I remember each of the little precious thing emerging from my sister-in-law’s narrow birth canal--their black head piping out first and then their tiny shoulders and finally little feet... Their body covered with bloody white slimy cheese like substance that felt so slippery to touch, but I didn't feel yucky the way other did. I was only afraid of losing the newborns from my arms when washing them. 

Seeing my nervous face, the sudunis (midwives) used to laugh at me. They used to tease me, “Sanu-bajai, you look more nervous, more distressed than your vauju”. Bajai is Brahmin -woman and sanu mean small. “Who is giving the birth here you or her?, they used to ask me.

But I was worried about my sister-in-law's health. I had lost my mother during her child-birth. I didn’t want to lose her, also, you know?


Anyhow, my brother’s children are grown up now; the youngest is 19 years old. However, the slightly lopsided head of this boy I still remember!


You may ask what happened to my husband, is he dead? Well, no. He is not dead, or even if he is dead, I’ve not heard of it. As I said, I was married only for a brief period. I was 16 when I was married. He was 18 or 19 years old, people say. I really don’t know, but he was tall and handsome. He was strong and his voice was deep. I also remember going to bed that night and him being in a deep sleep. He was snoring. But now that I think about it his snoring was fake, because when I woke up at mid-night he was gone. I didn’t hear any noise what so ever that he might have made when opening and closing the door of our bedroom.


You see, I was the youngest daughter-in-law in the house. In those days, the daughter-in-law massaged their mother-in-law’s feet and if there were sisters-in-law in the house, she massaged her feet, also. So, by the time I cleared the kitchen and finished all those chores it used to be mid-night. So, he must have left when I fell asleep deep, around 1AM in the morning.

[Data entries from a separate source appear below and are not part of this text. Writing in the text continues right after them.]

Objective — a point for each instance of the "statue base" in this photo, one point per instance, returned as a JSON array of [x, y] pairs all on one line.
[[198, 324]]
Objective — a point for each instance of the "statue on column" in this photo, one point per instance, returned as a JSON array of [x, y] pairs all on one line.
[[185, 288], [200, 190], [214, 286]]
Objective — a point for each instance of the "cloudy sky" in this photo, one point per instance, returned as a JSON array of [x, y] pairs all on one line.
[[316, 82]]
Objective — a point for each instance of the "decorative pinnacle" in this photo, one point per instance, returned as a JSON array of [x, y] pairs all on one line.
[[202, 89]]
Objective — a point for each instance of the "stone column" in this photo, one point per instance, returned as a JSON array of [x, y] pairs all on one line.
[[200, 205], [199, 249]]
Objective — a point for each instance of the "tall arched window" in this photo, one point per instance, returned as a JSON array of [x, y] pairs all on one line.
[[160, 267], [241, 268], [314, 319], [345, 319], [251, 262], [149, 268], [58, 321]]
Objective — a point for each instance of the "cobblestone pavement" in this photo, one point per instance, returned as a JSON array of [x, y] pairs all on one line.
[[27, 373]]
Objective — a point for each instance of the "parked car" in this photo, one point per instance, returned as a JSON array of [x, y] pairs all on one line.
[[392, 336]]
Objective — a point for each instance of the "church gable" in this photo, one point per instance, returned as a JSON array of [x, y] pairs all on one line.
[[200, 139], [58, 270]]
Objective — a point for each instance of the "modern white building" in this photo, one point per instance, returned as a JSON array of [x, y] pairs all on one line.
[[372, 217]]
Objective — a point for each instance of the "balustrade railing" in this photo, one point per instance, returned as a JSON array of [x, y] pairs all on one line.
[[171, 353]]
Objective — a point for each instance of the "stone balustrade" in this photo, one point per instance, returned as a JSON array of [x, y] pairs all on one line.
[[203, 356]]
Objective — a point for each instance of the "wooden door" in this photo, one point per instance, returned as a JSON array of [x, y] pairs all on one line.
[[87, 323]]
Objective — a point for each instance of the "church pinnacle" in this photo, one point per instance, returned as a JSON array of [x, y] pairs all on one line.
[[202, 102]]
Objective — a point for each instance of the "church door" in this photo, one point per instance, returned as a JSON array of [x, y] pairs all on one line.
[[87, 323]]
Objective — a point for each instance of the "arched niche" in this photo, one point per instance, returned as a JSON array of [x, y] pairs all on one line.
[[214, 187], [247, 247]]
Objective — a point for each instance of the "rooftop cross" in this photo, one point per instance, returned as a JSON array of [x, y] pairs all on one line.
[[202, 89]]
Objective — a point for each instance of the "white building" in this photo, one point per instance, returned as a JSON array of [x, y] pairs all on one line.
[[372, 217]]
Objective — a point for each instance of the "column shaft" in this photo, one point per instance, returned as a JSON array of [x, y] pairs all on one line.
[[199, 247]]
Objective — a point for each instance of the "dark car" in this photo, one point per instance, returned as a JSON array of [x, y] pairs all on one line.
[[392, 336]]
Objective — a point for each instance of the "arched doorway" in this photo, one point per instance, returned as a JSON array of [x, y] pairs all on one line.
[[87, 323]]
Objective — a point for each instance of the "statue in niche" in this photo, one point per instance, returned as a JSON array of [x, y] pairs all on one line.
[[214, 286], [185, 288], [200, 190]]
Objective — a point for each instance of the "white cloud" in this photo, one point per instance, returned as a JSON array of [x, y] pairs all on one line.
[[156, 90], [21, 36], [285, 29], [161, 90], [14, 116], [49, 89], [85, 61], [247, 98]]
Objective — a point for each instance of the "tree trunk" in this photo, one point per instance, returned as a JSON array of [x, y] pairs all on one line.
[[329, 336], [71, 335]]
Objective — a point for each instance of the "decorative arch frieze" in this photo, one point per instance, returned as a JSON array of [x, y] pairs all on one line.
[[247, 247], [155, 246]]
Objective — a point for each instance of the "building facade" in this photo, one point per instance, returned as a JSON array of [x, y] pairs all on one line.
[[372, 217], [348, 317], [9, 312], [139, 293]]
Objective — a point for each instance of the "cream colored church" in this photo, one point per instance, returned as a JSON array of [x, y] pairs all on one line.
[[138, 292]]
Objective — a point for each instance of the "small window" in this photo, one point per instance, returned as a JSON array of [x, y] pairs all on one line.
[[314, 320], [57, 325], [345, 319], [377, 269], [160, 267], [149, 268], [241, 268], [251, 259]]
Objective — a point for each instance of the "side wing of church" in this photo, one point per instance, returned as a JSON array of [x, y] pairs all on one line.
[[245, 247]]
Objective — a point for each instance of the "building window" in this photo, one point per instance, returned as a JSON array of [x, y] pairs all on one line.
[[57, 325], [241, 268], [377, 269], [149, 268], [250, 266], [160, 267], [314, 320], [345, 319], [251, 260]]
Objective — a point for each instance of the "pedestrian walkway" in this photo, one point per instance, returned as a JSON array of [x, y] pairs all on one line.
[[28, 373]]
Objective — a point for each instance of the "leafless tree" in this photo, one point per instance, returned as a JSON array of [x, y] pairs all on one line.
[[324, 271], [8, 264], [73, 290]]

Some people say he left the village with another lady in the neighbourhood. Some others said he left the country with a male friend of his, who was also missing around the same time he did. Anyhow, he never returned home and nobody knows if he is dead or still alive somewhere.


The point of going through my story is that I have been experiencing some discomfort in my body lately. Once in a while part of my body numbs, so I visited my doctor recently. My doctor asked me to take an MRI, thinking that I’ve a pinched nerve. But the test showed a few bubbles in my uterus. Then, I visited a gynecologist to ask what was going in my body.


The gynecologist asked me about my husband and children while preparing me for a test-- she said was “hysteroscopy”. But when I explained my situation to her, she just squeezed my lower abdomen and said since I didn’t sleep with my husband and never had a childbirth, she called me a “nulliparous woman” and explained that I’m more predisposed to the ovarian cancer than the married women with children.

This medical term was new to me. I don’t know what that meant, but she said that I should go for a hysteroscopy to remove my uterus right away. She added “The operation will have to be performed from your abdomen since you didn’t sleep with your husband and you never gave birth to a child”. This is troubling me a lot!


“Hysteroscopy is a major operation but there is no danger of dying from this,” my doctor says. But I’m worried and also embarrassed. I know it was not my fault that I don’t have a man in my life. But from the talks of the doctors and the people around me it almost sounded as if I created this condition for myself.


My doctor says that my problems are related to "psychosocial factors". She said it has something to do with my emotional and physical conditions. My physical body seem to have been affected from my marital status that the doctors cannot operate me the way married women are being operated. I consulted two gynecologists. Both of them say the same thing: “Your operation will have to be performed from your navel area.”

I’m a healthy woman, otherwise. I love music. I dance whenever I get a chance. I’m smart, I think. I would have liked to have a small family with one or two of my own kids. I would have built a small house and decorated it with all my handmade stuff. I would have a pretty garden with all my favorite fruits and flowers.
If I had the chance every other woman had, you know?